The Securities and Exchange Commission has approved the Financial Industry Regulatory Authority’s (“FINRA”) proposed revisions to NASD Rule 2340 regarding per share estimated valuations of unlisted REITs held by customers. FINRA first submitted the proposed rule changes in January 2014. This week the SEC announced its approval of the proposed rule changes. No effective date for implementation of the amended rule has been announced.
A real estate investment trust (“REIT”) is company that owns, and may also manage, income producing real property, such as apartment buildings or shopping centers. To generate funds to purchase its portfolio of real estate, a REIT will pool the capital of many investors. This permits smaller investors who may not be able to individually purchase real estate properties to participate in the real estate market.
There are two types of REITs: those that trade on a national securities exchange and those that do not.
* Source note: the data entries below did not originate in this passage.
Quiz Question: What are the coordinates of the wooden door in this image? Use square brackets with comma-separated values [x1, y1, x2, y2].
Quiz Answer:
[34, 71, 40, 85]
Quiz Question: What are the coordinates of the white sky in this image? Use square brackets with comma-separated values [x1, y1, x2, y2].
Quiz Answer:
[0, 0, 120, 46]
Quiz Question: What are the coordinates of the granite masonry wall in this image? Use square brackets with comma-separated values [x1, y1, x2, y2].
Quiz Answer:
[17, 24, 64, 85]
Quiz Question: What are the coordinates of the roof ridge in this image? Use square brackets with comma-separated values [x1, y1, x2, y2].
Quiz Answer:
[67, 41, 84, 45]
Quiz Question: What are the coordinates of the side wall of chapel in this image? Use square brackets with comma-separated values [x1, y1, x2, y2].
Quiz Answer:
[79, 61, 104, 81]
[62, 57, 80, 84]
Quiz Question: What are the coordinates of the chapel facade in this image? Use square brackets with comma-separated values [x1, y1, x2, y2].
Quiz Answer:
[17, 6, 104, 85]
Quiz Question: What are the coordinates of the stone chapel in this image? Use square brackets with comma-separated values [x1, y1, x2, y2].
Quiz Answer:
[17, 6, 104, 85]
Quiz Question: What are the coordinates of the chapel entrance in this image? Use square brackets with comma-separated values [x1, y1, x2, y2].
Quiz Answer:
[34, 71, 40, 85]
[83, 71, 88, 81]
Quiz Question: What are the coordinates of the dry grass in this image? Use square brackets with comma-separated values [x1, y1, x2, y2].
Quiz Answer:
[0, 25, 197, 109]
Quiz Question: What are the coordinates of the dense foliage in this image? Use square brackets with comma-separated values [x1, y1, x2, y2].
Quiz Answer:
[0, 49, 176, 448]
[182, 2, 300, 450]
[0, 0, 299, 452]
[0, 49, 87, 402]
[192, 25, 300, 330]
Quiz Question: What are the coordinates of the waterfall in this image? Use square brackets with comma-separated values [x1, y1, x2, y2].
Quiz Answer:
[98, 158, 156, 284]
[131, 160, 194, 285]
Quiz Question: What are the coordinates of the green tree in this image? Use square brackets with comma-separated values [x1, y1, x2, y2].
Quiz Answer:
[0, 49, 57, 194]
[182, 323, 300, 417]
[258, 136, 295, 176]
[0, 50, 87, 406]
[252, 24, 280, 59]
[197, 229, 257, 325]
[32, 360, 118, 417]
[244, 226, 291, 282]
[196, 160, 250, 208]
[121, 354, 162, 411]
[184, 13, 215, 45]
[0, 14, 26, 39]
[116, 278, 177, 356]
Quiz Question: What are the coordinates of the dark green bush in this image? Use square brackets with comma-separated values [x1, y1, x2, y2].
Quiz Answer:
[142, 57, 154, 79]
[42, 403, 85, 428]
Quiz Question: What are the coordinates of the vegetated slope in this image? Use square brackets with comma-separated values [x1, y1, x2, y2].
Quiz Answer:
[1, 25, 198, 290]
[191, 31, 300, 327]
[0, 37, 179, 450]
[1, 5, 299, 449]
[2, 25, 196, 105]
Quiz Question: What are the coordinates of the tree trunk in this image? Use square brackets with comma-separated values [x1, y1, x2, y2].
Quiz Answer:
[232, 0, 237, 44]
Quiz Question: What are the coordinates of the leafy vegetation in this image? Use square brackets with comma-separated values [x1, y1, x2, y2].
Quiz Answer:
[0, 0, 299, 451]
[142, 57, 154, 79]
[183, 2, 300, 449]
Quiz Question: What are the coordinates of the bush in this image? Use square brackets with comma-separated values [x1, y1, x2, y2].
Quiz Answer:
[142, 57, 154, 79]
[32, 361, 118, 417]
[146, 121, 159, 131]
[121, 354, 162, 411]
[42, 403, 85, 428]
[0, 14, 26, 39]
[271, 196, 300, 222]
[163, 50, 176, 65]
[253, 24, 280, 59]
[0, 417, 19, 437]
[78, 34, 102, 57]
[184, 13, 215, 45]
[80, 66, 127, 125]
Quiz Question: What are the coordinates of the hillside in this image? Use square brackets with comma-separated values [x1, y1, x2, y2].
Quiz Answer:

The amended rule specifically addresses REITs that do not trade on a national securities exchange, commonly referred to as “non-traded REITs.” Because a non-traded REIT has a very limited secondary market, it is generally illiquid for long periods of time. Early redemption of shares is often very limited, and fees associated with the sale of these products can be high and erode total return.
The lack of an open market for non-traded REITs makes them difficult to value. Typically, brokerage firms have historically listed a per-share price for non-traded REITs as $10, without regard to their true value. The newly approved rule amendment does away with this arbitrary valuation pricing. Amended NASD Rule 2340 requires brokerage firms to develop and reflect on customer account statements a per-share estimated value for an unlisted REIT that is reasonably designed to ensure that it is a reliable value.
Brokerage firms can use either of the two methodologies proposed by FINRA, to wit: the net investment method or the appraised value method. The net investment method requires that firms state the “net investment” amount revealed in the issuer’s most recent periodic report based on the “amount available for investment” percentage contained in the REIT’s offering prospectus. If the prospectus does not reflect the “amount available for investment,” the net investment number should be based on another equivalent disclosure showing the estimated percentage deducted from the total amount of shares registered for sale to the public to cover commissions, fees and other expenses.
The appraised value method will depict the appraised value of the assets and liabilities of the REIT’s portfolio shown in the issuer’s most recent report. The valuations must be performed at least annually in accordance with standard industry practice, and be conducted or verified by a third-party valuation expert.
The newly approved rule also mandates that brokerage firms disclose on customer account statements that non-traded REITs are not listed on a securities exchange, are illiquid, and if sold, the per-share price received may be less than the per-share estimated value reflected on the account statement.